Il Comitato di Appello ha già preso una decisione riguardo a Brais Méndez. La seconda fase disciplinare della federazione, come accennato ieri, ha respinto il ricorso presentato dalla Real Sociedad dopo l’espulsione del calciatore avvenuta domenica scorsa nel derby basco durante un contatto con Paredes.

L’espulsione è avvenuta al minuto 83 della partita a causa di uno scontro con Paredes. Secondo quanto riportato dall’arbitro Guillermo Cuadra Fernández, la motivazione è stata che il giocatore è stato giudicato colpevole di condotta violenta per aver colpito un avversario al volto con eccessiva forza mentre il pallone non era in gioco.

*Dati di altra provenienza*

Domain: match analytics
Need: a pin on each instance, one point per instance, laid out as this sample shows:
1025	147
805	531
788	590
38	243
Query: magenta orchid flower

Pertanto, viene confermata la sanzione di due giornate inflitta dal Comitato di Disciplina il mercoledì precedente, in base all’articolo 130 del Codice Disciplinare della RFEF che tratta di atti violenti nel gioco. Questo articolo stabilisce che azioni violente che si verificano durante il gioco, causando rischio ma senza danni fisici, possono comportare sospensioni da uno a tre turni.

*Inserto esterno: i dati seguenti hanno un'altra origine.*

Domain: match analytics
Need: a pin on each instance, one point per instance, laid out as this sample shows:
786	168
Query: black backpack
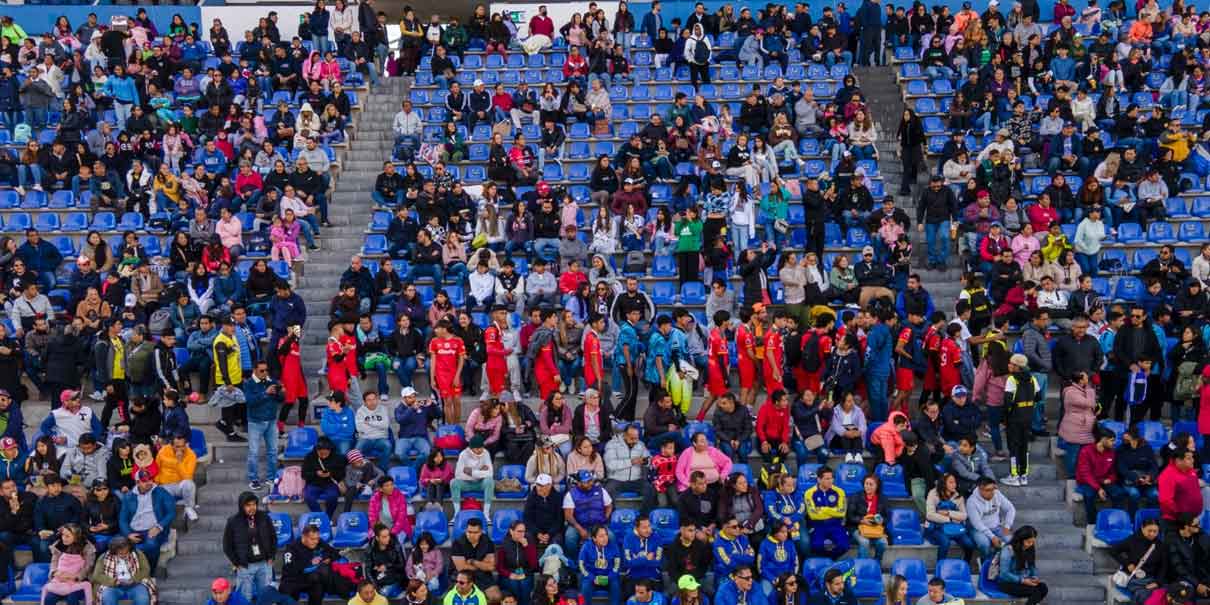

In particolare, il secondo paragrafo chiarisce che se un’azione simile avviene al di fuori del gioco, senza la possibilità di disputare il pallone, la sanzione sarà di due o tre partite. Come già detto, le probabilità di successo del ricorso erano limitate, dato che il primo organismo disciplinare aveva già applicato la sanzione minima prevista nell’articolo 130. Ora la squadra di San Sebastián ha a disposizione solo un’ultima opzione sportiva, chiedendo una misura cautelare al TAD, il Tribunale Amministrativo dello Sport, per poter schierare Méndez nella partita contro l’Elche. Tuttavia, anche l’esito di questo tentativo appare incerto, poiché in passato questo ente non ha concesso misure cautelari in casi simili.